The speaker begins by sharing their experience of purchasing Nvidia stocks in hopes of capitalizing on the AI boom, only to witness a decline in stock value. They argue that the current market panic is not a reflection of AI's potential but rather a response to the shortcomings of Large Language Models (LLMs). The speaker highlights the issue of 'hallucinations' in LLMs, where these models produce nonsensical outputs with confidence. Despite improvements in avoiding obvious errors, such as generating real book recommendations, LLMs still struggle with logical consistency, as illustrated by the kindergarten riddle example. The speaker emphasizes that the problem lies in the models' inability to discern 'good' output based on human metrics, suggesting that integrating logic and symbolic language, as seen in neurosymbolic AI, could resolve many of these issues. They conclude by expressing optimism for AI's future, particularly in approaches that combine neural networks with logical reasoning, citing Deepmind's progress in AI-assisted mathematical proofs as an encouraging sign.

05:01

šŸ§  Beyond Words: The Necessity of Logic in AI Development

In the second paragraph, the speaker addresses the limitations of training large language models on vast amounts of text and images, arguing that such an approach does not lead to true understanding. They discuss the concept of 'linguistic confusion', pointing out the inherent subjectivity in language use and the difficulty of establishing logical relations from diverse textual sources. The speaker advocates for a foundational approach to AI that starts with mathematical and physical models, suggesting that companies investing solely in LLMs may not recoup their investments. They predict that success in AI will come to those who build on logical reasoning and real-world models, using Deepmind's virtual mouse example to illustrate this point. The speaker ends with a tongue-in-cheek comment about the potential chaos of AI in stock management and promotes Brilliant.org for those interested in learning more about neural networks and AI, offering a discount for new users through a provided link.

Mindmap

Keywords

šŸ’”Nvidia stocks

Nvidia is a leading technology company known for its graphics processing units (GPUs) and is a significant player in the AI industry. The video discusses the purchase of Nvidia stocks as an investment in the AI boom, which has seen a drop in value, reflecting the fluctuating investor confidence in AI technologies.

šŸ’”AI boom

The term 'AI boom' refers to the rapid growth and increased interest in artificial intelligence technologies. It is the backdrop against which the video's narrative is set, as the speaker discusses the investment in AI and its potential despite current market fluctuations.

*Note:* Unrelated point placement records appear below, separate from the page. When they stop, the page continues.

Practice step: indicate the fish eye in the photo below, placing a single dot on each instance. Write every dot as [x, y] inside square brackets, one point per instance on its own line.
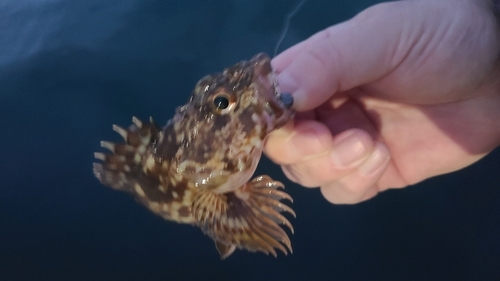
[222, 103]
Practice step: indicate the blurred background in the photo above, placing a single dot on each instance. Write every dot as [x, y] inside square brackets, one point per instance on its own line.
[69, 69]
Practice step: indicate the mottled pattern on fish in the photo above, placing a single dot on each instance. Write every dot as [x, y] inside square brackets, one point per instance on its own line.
[197, 169]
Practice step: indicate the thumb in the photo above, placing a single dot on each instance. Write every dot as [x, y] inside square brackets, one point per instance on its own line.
[343, 56]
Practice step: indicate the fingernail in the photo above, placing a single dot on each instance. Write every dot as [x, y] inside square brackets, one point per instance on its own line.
[286, 83]
[348, 150]
[378, 159]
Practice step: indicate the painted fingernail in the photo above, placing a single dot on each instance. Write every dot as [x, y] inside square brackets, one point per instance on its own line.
[348, 150]
[379, 157]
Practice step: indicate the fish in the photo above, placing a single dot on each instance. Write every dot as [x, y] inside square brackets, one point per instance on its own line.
[198, 168]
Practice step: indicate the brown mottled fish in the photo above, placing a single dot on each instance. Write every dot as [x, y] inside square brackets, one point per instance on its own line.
[198, 168]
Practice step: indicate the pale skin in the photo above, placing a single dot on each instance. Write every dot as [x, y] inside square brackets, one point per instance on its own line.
[402, 92]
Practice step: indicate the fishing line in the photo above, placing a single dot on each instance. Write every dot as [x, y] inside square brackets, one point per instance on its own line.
[286, 24]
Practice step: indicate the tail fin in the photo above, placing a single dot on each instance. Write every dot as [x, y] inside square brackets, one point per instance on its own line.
[122, 169]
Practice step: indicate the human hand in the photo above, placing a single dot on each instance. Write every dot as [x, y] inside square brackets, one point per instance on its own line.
[402, 92]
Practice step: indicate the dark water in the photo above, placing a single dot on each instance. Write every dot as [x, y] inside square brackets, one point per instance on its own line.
[70, 69]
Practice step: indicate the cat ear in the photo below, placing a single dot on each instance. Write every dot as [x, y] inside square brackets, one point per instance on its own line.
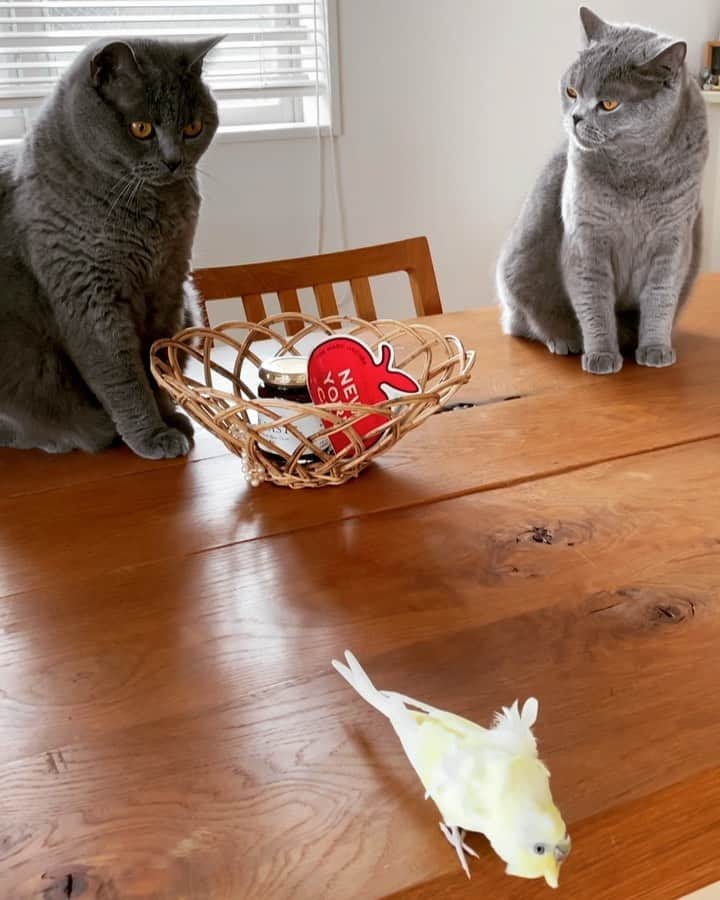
[595, 28]
[114, 59]
[665, 66]
[196, 52]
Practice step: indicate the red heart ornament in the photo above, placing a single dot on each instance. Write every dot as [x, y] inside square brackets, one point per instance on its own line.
[344, 370]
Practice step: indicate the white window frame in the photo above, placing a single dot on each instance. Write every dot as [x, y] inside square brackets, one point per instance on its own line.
[326, 103]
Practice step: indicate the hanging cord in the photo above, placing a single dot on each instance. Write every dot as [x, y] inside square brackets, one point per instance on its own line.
[345, 301]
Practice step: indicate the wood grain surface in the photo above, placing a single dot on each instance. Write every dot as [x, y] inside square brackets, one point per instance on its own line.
[171, 727]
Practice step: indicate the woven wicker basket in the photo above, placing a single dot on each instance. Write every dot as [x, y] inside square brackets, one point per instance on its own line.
[212, 375]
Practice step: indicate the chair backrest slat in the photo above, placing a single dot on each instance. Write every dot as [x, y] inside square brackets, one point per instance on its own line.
[362, 294]
[326, 300]
[286, 277]
[254, 307]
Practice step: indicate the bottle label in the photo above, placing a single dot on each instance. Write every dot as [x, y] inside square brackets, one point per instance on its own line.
[283, 438]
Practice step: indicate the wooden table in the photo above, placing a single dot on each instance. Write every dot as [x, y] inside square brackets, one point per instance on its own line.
[170, 726]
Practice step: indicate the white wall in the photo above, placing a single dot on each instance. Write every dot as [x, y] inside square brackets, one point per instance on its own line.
[449, 109]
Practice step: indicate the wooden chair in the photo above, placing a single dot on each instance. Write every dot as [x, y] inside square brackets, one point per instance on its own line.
[285, 277]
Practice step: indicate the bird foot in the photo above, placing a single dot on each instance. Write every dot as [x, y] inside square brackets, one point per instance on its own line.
[456, 836]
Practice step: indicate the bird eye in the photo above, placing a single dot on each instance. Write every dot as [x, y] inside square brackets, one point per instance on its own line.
[141, 130]
[193, 129]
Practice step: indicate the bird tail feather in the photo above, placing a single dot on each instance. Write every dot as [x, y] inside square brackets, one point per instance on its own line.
[358, 679]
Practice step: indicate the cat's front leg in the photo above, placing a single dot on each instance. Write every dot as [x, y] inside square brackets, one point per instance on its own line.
[104, 345]
[590, 284]
[658, 307]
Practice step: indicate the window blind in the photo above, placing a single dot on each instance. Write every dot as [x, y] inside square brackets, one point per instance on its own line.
[272, 51]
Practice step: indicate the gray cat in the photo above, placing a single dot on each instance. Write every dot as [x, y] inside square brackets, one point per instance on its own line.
[98, 210]
[608, 243]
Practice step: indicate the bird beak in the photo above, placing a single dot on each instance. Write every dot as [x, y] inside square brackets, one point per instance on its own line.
[562, 850]
[552, 873]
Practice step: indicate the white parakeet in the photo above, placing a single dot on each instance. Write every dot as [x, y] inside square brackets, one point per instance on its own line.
[488, 780]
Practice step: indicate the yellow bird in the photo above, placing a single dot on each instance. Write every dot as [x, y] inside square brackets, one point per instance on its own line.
[488, 780]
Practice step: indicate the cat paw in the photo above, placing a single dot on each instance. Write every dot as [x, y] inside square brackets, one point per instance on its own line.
[602, 363]
[564, 348]
[181, 422]
[655, 355]
[164, 443]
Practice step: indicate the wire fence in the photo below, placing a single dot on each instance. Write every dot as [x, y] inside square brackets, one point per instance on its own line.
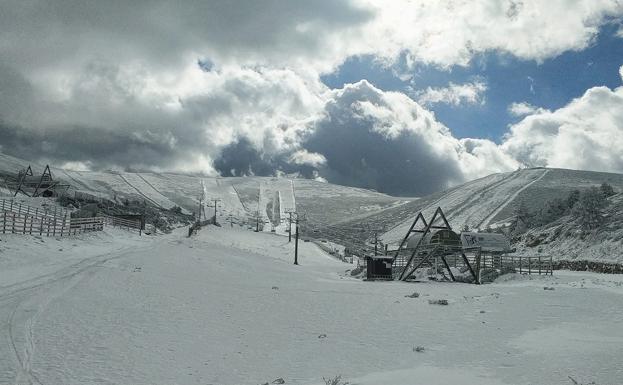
[18, 218]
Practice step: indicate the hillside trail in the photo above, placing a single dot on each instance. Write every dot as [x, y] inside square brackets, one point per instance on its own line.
[23, 302]
[485, 222]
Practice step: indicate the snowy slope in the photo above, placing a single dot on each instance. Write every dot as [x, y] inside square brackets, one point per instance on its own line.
[494, 198]
[239, 197]
[228, 307]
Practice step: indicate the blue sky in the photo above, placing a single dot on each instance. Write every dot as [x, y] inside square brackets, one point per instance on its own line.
[206, 87]
[550, 84]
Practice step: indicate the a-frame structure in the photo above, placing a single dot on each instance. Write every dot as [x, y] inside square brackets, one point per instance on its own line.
[44, 186]
[425, 249]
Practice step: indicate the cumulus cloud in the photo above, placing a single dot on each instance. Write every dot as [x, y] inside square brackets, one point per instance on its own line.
[523, 109]
[587, 134]
[448, 32]
[202, 86]
[454, 94]
[387, 141]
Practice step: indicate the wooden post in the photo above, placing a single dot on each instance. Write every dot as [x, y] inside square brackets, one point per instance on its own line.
[296, 243]
[478, 266]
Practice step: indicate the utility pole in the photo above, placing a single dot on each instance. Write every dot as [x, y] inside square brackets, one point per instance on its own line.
[257, 221]
[200, 209]
[215, 200]
[290, 212]
[296, 237]
[376, 239]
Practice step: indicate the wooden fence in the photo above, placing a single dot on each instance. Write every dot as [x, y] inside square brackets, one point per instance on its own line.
[17, 218]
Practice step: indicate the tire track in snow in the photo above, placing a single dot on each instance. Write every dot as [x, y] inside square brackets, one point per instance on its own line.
[28, 289]
[485, 222]
[480, 193]
[139, 191]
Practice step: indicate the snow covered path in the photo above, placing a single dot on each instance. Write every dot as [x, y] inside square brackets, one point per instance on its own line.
[485, 222]
[229, 307]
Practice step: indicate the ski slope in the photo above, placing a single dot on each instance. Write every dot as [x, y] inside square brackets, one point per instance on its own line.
[491, 199]
[228, 307]
[146, 190]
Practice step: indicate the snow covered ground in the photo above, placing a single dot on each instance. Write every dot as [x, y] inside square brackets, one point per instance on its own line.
[229, 307]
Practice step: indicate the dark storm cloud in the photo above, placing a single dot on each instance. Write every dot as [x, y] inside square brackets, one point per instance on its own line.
[241, 158]
[358, 155]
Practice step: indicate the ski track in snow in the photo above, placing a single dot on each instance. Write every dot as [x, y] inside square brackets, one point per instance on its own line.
[37, 292]
[202, 311]
[514, 196]
[139, 191]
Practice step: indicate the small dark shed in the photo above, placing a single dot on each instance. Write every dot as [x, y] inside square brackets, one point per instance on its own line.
[379, 267]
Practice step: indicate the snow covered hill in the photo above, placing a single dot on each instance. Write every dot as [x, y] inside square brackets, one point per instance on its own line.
[239, 199]
[343, 215]
[228, 307]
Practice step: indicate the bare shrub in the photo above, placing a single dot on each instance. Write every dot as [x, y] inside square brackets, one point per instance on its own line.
[438, 301]
[337, 380]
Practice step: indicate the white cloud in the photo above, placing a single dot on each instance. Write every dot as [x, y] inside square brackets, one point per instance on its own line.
[118, 84]
[304, 157]
[447, 32]
[387, 141]
[454, 94]
[523, 109]
[587, 134]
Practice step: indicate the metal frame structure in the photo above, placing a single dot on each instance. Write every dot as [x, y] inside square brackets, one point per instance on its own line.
[431, 251]
[45, 183]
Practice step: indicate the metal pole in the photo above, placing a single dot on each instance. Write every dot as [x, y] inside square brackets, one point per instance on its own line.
[290, 228]
[296, 243]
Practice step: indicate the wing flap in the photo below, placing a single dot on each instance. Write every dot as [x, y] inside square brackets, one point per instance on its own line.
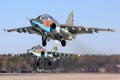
[84, 30]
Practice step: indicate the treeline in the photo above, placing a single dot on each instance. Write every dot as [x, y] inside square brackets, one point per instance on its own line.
[83, 63]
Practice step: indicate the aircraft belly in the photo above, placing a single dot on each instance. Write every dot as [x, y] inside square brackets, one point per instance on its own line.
[36, 32]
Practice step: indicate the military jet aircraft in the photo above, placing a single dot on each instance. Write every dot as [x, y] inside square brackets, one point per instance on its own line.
[47, 27]
[43, 56]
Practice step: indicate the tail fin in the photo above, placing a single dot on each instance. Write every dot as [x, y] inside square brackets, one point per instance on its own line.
[55, 47]
[70, 20]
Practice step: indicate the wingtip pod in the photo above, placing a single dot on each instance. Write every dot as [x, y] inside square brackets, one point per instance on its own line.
[111, 30]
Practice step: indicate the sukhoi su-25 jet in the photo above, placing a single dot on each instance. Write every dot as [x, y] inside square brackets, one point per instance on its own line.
[47, 27]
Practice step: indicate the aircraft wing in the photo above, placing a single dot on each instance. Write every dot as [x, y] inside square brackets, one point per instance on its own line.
[20, 30]
[84, 30]
[59, 54]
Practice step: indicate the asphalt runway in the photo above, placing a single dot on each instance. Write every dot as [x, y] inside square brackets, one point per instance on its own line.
[59, 76]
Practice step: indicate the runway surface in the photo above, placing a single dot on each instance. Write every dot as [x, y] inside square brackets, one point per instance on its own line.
[60, 76]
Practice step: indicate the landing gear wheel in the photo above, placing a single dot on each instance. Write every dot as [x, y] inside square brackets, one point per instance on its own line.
[44, 43]
[63, 43]
[38, 64]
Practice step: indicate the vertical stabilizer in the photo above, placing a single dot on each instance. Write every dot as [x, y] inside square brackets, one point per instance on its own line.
[70, 20]
[55, 47]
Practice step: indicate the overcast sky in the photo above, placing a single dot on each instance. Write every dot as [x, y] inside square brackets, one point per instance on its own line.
[90, 13]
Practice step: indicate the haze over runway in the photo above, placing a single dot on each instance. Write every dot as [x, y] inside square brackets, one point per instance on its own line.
[104, 14]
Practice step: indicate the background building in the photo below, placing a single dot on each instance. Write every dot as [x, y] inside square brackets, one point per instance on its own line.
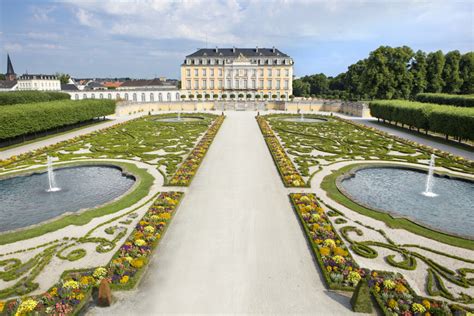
[247, 72]
[39, 82]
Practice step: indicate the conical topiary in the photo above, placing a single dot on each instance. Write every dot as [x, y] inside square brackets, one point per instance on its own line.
[360, 300]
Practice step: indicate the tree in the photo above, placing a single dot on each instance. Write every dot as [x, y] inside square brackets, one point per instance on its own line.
[301, 88]
[451, 76]
[418, 71]
[434, 71]
[466, 71]
[63, 78]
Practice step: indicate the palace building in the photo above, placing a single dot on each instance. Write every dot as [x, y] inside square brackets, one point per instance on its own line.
[226, 73]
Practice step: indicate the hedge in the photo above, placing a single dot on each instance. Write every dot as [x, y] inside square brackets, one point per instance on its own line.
[22, 119]
[22, 97]
[445, 119]
[466, 100]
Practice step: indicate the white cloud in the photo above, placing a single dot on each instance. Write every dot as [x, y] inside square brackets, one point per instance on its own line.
[86, 18]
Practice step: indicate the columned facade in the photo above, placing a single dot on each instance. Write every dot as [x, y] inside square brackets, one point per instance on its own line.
[237, 73]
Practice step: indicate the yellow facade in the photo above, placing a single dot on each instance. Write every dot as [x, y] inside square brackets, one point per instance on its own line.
[236, 76]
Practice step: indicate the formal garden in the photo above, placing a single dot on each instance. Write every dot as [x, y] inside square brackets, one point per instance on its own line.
[414, 257]
[91, 208]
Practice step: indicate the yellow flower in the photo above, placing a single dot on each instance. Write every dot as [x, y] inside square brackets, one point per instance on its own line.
[26, 307]
[140, 242]
[325, 251]
[71, 284]
[329, 243]
[124, 279]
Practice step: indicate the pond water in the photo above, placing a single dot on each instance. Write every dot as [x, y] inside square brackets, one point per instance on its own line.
[400, 192]
[24, 200]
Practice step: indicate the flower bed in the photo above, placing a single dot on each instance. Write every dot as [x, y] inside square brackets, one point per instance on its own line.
[129, 262]
[73, 291]
[288, 172]
[187, 170]
[395, 297]
[339, 269]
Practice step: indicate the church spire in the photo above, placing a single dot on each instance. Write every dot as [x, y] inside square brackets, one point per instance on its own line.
[10, 72]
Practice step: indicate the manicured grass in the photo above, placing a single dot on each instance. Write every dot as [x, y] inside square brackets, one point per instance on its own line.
[145, 181]
[329, 185]
[41, 138]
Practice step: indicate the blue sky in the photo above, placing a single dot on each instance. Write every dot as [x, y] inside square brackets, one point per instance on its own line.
[143, 39]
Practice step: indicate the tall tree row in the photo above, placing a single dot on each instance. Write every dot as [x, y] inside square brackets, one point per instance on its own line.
[395, 73]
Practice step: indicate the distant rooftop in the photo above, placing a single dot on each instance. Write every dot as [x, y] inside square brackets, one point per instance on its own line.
[235, 52]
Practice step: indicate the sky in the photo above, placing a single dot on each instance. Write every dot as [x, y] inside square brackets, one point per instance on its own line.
[150, 38]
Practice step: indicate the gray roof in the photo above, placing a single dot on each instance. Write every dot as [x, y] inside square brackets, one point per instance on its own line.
[235, 52]
[7, 84]
[69, 87]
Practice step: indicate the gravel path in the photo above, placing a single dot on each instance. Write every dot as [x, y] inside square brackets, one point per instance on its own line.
[235, 245]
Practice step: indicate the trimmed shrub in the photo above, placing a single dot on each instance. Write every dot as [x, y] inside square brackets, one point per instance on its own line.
[466, 100]
[22, 119]
[22, 97]
[445, 119]
[360, 300]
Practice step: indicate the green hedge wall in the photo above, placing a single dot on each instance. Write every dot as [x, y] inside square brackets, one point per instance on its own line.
[20, 97]
[466, 100]
[21, 119]
[445, 119]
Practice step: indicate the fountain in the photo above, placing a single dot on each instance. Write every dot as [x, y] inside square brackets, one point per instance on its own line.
[429, 180]
[51, 179]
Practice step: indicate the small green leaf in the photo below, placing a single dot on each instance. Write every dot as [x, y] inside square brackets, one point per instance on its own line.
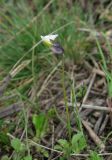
[40, 122]
[78, 142]
[17, 145]
[27, 158]
[5, 158]
[94, 156]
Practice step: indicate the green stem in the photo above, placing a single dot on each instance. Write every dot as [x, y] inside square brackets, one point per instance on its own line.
[65, 100]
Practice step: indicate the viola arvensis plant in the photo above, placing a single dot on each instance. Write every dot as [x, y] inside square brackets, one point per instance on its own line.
[49, 40]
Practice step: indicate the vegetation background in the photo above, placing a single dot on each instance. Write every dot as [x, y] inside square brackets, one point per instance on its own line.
[55, 107]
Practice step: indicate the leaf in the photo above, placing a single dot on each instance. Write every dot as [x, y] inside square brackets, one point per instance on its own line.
[78, 142]
[27, 158]
[17, 145]
[40, 122]
[94, 156]
[64, 147]
[5, 158]
[4, 138]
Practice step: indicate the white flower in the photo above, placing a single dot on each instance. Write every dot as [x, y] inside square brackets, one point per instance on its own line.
[49, 38]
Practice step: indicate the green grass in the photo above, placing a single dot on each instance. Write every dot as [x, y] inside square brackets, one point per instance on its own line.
[28, 61]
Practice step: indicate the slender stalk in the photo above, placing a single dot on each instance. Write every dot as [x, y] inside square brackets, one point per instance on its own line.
[65, 100]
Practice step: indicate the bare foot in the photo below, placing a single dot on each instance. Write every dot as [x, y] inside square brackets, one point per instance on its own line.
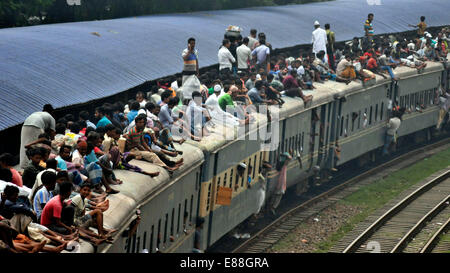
[151, 174]
[61, 247]
[112, 191]
[38, 247]
[97, 242]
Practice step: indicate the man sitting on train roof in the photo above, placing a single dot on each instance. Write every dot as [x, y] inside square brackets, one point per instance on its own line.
[292, 88]
[137, 144]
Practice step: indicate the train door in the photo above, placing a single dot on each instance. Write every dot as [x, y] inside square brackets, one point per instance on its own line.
[323, 133]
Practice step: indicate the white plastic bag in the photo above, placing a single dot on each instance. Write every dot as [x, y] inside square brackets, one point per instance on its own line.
[190, 84]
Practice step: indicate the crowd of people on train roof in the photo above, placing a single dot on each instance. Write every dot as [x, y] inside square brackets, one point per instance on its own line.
[67, 163]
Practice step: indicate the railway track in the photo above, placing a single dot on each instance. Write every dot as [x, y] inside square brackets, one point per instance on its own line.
[280, 227]
[393, 231]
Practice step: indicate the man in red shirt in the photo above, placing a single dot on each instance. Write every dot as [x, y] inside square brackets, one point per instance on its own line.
[58, 216]
[372, 64]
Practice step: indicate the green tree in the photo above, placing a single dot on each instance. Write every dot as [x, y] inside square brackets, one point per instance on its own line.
[18, 12]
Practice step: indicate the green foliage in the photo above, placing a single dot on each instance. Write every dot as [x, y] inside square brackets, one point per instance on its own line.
[17, 12]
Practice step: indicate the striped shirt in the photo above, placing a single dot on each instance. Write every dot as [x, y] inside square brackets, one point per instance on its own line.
[190, 65]
[134, 137]
[41, 197]
[369, 27]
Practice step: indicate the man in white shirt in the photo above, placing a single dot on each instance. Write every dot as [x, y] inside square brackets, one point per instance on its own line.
[252, 41]
[319, 39]
[197, 116]
[226, 59]
[392, 127]
[36, 124]
[244, 54]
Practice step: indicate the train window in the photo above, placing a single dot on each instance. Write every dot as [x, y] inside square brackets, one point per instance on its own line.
[144, 241]
[217, 186]
[178, 219]
[150, 249]
[224, 179]
[248, 172]
[186, 214]
[255, 167]
[303, 139]
[359, 119]
[158, 234]
[166, 223]
[261, 158]
[138, 245]
[208, 201]
[242, 178]
[172, 222]
[133, 249]
[376, 113]
[192, 207]
[236, 182]
[346, 126]
[353, 121]
[197, 182]
[231, 177]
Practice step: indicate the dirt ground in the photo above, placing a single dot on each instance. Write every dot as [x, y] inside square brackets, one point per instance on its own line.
[306, 237]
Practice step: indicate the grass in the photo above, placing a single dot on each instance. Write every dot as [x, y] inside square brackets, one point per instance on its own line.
[376, 195]
[445, 239]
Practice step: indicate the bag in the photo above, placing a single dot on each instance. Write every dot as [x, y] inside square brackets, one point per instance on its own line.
[190, 84]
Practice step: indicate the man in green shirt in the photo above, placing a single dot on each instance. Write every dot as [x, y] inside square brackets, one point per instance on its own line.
[226, 100]
[330, 46]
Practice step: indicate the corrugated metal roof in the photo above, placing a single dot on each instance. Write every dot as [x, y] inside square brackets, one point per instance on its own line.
[65, 64]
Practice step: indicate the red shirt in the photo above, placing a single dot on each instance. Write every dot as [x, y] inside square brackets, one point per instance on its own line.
[51, 211]
[17, 179]
[372, 63]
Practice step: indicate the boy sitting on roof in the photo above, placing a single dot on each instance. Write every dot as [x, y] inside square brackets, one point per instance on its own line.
[137, 144]
[94, 218]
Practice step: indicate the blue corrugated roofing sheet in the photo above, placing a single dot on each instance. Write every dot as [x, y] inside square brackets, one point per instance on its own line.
[65, 64]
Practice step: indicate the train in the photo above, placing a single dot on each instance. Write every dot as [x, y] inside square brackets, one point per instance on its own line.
[158, 214]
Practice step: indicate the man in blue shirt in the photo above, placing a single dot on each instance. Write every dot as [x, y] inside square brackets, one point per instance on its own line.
[255, 93]
[100, 114]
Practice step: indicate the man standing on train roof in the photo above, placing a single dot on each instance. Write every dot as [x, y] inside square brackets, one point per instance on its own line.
[190, 59]
[368, 28]
[330, 46]
[421, 26]
[319, 39]
[36, 124]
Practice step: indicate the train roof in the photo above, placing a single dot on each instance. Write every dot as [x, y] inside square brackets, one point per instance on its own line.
[72, 63]
[137, 189]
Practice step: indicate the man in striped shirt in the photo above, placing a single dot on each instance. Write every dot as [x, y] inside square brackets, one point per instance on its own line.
[138, 147]
[45, 193]
[368, 28]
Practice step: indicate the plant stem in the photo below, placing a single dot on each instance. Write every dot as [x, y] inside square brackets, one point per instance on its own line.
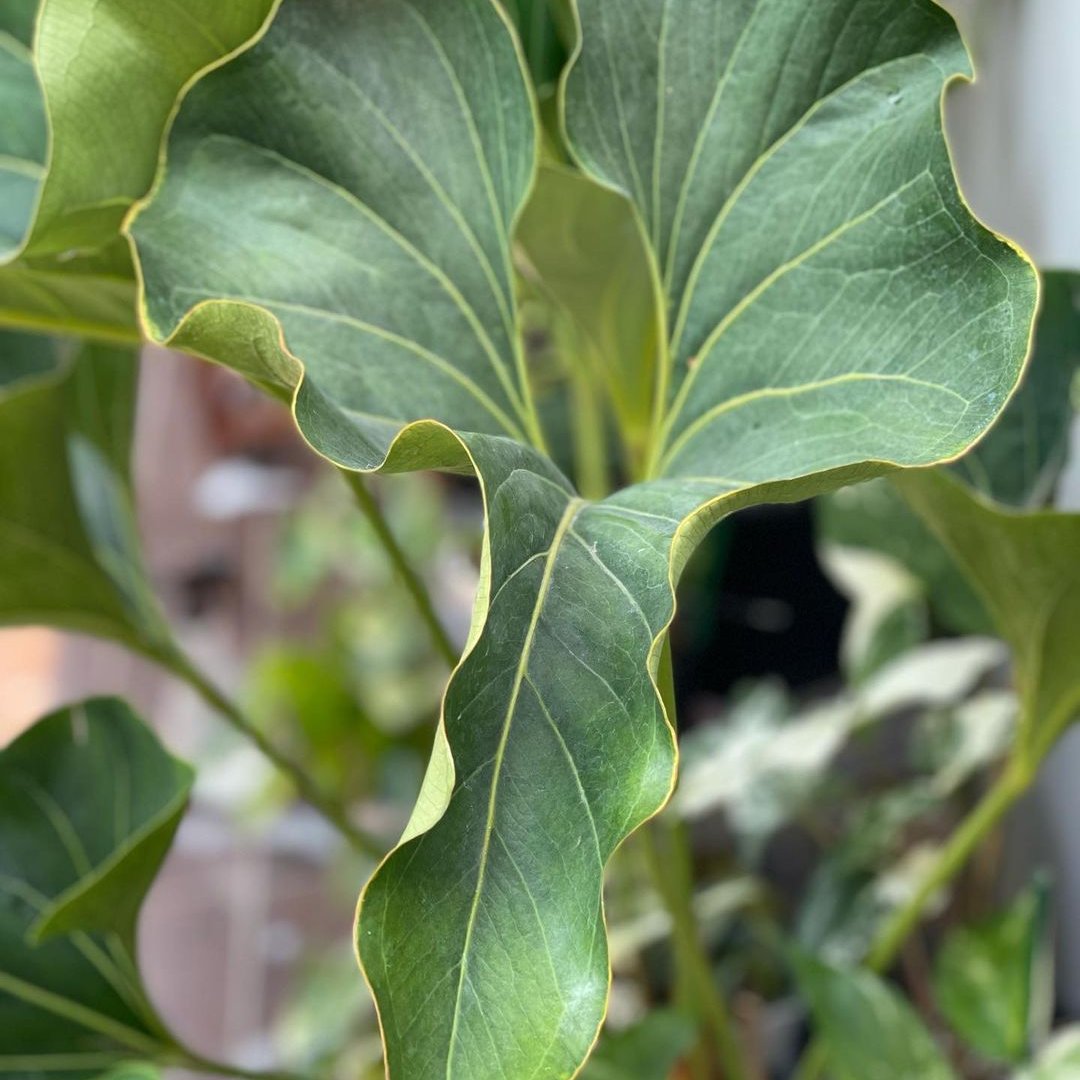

šŸ’”Large Language Models (LLMs)

Large Language Models are a type of AI that processes and generates human-like text based on vast amounts of data. The video identifies LLMs as a specific area of AI that is currently facing challenges, such as producing 'hallucinations' or nonsensical outputs, which is causing a bubble to burst in the AI market.

šŸ’”Hallucinations

In the context of AI, 'hallucinations' refer to the phenomenon where an AI model confidently generates incorrect or nonsensical information. The video uses this term to describe a flaw in LLMs, where they may produce outputs that seem plausible but are factually incorrect, such as citing non-existent legal cases.

šŸ’”Symbolic language

Symbolic language in AI refers to the use of structured, logical representations of knowledge, akin to mathematical notation. The video suggests that teaching AI to use symbolic language, as part of a neurosymbolic approach, could address the issues with LLMs and lead to more accurate and logical AI outputs.

šŸ’”Neurosymbolic AI

Neurosymbolic AI is a hybrid approach that combines neural networks with symbolic reasoning. The video posits that this approach could solve many of the problems associated with LLMs by integrating logic and structured knowledge representation into AI systems.

šŸ’”DeepMind

DeepMind is an AI company known for its advances in creating AI systems that can solve complex problems, such as mathematical proofs. The video highlights DeepMind's progress as an example of the potential for AI that goes beyond LLMs and incorporates logical reasoning and models of the physical world.

šŸ’”Linguistic confusion

Linguistic confusion refers to the idea that different people use words with slightly different meanings, leading to ambiguity. The video discusses this concept as a challenge for AI, especially when training on text from billions of individuals, which can obscure logical relationships between words.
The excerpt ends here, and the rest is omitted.